‘Eso nunca funcionará’. Marc Randolph. Planeta. 2019. 351 páginas
Haga la prueba: busque Netflix en Google News. Verá la cantidad de titulares que genera esta empresa. Son, en su mayoría, “no noticias”. Publicidad encubierta de sus contenidos –que, además, no se paga-, y abuso de su marca allí dónde se podría hablar genéricamente de plataformas audiovisuales o de cualquiera de sus competidoras. Pero la palabra Netflix da clicks. De ahí su hipertrofiada presencia en nuestras vidas. “Ver Netflix” se ha convertido en una muletilla para hablar de consumo audiovisual, fundamentalmente en el hogar. Volvemos a lo mismo: la compañía de Reed Hastings ha conseguido el prodigo del papel Albal; que una marca comercial se use para nombrar un producto. La parte por el todo.

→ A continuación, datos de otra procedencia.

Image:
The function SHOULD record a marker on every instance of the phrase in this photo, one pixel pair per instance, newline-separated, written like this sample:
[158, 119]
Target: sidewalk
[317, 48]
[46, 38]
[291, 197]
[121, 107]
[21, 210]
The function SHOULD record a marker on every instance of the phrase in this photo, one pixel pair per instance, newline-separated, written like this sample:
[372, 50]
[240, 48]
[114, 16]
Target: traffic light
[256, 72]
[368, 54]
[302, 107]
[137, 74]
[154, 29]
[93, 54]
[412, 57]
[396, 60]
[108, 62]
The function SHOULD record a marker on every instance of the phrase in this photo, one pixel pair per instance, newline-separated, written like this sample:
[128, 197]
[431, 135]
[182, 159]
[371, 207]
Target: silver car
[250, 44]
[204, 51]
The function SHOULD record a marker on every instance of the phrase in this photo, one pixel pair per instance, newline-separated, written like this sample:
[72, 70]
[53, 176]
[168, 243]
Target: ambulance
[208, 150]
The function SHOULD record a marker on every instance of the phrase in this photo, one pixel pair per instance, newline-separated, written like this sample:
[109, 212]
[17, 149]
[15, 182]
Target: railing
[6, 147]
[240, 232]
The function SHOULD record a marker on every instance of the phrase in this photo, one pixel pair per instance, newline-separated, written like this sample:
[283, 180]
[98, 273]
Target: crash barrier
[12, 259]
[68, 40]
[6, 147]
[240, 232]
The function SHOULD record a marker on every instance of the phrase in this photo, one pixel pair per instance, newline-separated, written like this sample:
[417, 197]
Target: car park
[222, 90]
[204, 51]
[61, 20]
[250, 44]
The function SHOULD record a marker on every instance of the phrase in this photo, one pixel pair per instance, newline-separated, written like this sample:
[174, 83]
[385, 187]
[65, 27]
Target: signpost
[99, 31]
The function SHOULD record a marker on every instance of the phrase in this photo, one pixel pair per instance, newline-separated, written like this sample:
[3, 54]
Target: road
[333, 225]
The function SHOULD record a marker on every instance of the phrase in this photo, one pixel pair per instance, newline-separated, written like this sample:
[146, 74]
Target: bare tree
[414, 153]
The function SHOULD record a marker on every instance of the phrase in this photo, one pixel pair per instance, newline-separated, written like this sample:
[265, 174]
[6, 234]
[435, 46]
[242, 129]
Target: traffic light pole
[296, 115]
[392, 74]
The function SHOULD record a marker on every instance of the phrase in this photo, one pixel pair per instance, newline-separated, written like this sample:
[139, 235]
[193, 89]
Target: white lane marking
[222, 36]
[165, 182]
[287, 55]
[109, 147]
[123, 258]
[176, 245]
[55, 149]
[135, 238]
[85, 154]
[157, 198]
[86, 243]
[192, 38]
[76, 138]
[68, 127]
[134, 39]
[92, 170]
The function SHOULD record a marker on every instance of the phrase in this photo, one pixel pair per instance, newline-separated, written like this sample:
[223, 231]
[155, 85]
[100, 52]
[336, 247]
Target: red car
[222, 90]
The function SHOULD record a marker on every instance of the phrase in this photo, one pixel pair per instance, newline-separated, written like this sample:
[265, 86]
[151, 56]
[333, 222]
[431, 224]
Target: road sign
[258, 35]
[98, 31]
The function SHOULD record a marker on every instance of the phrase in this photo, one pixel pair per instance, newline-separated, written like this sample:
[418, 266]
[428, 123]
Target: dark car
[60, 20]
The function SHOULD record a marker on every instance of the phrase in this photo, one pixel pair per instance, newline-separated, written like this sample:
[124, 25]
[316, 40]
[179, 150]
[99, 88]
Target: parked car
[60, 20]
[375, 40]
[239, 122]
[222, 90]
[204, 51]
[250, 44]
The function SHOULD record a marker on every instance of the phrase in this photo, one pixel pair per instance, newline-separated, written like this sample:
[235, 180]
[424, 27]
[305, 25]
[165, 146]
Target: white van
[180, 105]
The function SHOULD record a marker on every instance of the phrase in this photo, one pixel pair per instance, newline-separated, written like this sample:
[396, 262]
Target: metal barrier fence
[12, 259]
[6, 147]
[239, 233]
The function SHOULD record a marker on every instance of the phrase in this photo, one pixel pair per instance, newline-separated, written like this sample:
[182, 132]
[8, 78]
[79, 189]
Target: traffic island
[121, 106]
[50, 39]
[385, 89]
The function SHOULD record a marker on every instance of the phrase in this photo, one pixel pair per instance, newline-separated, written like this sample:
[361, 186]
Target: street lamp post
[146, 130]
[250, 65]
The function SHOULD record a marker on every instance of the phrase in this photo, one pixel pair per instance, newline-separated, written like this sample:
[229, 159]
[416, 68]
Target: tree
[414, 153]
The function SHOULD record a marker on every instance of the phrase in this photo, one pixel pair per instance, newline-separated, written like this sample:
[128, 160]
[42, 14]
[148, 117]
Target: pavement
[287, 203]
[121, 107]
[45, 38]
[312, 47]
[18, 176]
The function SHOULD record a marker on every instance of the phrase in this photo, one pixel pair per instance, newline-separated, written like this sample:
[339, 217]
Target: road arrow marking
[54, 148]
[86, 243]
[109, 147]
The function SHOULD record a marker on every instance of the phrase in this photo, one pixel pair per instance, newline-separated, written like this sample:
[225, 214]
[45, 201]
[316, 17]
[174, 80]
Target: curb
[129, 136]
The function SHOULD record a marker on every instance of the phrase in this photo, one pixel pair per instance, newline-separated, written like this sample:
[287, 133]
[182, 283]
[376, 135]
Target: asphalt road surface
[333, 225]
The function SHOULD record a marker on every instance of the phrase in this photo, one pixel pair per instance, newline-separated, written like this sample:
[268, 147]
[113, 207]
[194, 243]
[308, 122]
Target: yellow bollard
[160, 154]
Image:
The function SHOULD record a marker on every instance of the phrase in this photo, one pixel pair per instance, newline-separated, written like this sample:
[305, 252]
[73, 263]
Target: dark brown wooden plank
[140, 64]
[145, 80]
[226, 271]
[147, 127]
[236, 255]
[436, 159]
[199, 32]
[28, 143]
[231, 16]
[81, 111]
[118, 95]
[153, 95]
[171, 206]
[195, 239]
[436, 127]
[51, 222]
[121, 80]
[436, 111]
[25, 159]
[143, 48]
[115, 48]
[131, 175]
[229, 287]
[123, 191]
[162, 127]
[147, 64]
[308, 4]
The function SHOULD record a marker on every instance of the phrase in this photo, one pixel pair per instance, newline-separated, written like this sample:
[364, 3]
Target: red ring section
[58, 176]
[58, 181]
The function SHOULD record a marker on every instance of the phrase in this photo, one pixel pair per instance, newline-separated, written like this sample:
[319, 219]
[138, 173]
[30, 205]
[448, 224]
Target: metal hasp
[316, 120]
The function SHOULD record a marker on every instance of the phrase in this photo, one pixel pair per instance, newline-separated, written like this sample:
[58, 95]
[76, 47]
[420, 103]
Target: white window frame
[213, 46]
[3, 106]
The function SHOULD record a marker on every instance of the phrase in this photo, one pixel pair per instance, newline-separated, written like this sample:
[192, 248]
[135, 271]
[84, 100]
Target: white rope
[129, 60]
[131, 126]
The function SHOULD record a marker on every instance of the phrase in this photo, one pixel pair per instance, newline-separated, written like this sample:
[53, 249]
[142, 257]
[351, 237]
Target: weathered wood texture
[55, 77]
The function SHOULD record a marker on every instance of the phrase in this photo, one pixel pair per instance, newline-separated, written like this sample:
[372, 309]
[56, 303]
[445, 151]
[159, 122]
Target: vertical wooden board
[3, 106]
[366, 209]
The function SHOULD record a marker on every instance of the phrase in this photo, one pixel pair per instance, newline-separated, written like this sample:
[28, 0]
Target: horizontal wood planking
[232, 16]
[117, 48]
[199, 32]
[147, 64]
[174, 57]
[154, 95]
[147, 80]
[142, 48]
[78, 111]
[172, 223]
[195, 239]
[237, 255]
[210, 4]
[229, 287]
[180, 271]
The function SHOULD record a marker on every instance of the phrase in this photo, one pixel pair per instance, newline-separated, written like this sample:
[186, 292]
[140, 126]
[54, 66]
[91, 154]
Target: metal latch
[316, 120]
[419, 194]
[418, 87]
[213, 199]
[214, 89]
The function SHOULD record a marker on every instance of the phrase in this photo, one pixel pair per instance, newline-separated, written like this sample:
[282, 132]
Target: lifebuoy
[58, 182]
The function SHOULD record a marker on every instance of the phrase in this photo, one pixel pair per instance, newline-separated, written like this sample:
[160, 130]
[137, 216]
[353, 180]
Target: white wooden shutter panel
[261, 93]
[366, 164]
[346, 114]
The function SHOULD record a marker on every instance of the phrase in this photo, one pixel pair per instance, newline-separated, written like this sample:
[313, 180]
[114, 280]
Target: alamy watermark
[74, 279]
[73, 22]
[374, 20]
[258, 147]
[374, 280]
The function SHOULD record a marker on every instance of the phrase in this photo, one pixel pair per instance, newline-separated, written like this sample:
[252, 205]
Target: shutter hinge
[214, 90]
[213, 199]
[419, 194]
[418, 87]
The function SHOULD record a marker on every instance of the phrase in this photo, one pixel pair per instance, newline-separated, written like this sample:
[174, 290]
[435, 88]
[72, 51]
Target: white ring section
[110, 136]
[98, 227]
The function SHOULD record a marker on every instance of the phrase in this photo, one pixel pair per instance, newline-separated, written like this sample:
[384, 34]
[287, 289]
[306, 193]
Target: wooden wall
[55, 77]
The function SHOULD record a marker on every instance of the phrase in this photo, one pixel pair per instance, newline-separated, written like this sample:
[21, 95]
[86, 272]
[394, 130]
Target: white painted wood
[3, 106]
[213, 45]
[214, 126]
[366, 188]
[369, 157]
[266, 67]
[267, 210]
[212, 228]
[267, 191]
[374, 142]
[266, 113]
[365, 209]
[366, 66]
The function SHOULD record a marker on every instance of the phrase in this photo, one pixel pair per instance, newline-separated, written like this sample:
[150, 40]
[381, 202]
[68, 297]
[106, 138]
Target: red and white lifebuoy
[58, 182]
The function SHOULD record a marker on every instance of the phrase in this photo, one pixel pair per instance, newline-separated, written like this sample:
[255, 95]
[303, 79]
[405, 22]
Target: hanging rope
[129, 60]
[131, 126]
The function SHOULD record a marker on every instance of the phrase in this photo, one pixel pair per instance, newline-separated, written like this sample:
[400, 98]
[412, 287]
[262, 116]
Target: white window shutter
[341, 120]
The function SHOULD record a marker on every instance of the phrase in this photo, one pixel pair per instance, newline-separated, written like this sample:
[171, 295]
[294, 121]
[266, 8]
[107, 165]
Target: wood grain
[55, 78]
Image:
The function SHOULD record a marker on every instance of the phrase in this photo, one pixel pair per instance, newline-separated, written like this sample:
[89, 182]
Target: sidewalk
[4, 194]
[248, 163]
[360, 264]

De ahí que resulte particularmente interesante escarbar en su origen. ¿Cómo hemos llegado hasta aquí? Marc Randolph cofundó Netflix con Haastings en 1997. Llevó las riendas ejecutivas de la firma durante sus primeros pasos. En 2004 se jubiló antes de haber cumplido 46 años. Su relato es sorprendentemente ameno. Siempre bajo la premisa de dejar claro, casi en cada párrafo, que él era un emprendedor “enrollado”, sin nada que ver con la idea preconcebida de ejecutivo que puede albergar el lector.
Una multa fundacional
Hablar del principio de Netflix es remontarse a una anécdota repetida hasta la náusea. Ésa que refiere la ira de Haastings cuando Blockbuster le cobró 40 dólares por retrasarse en devolver una copia en VHS de Apolo XIII (Ron Howard, 1995). Primer mito desmontado. La multa existió. Pero fue un mero recuerdo que le vino a la mente cuando Randolph le estaba detallando su brillante idea: enviar películas por correo (página 30). Aprovechar el naciente Internet para dar un servicio de cine a domicilio.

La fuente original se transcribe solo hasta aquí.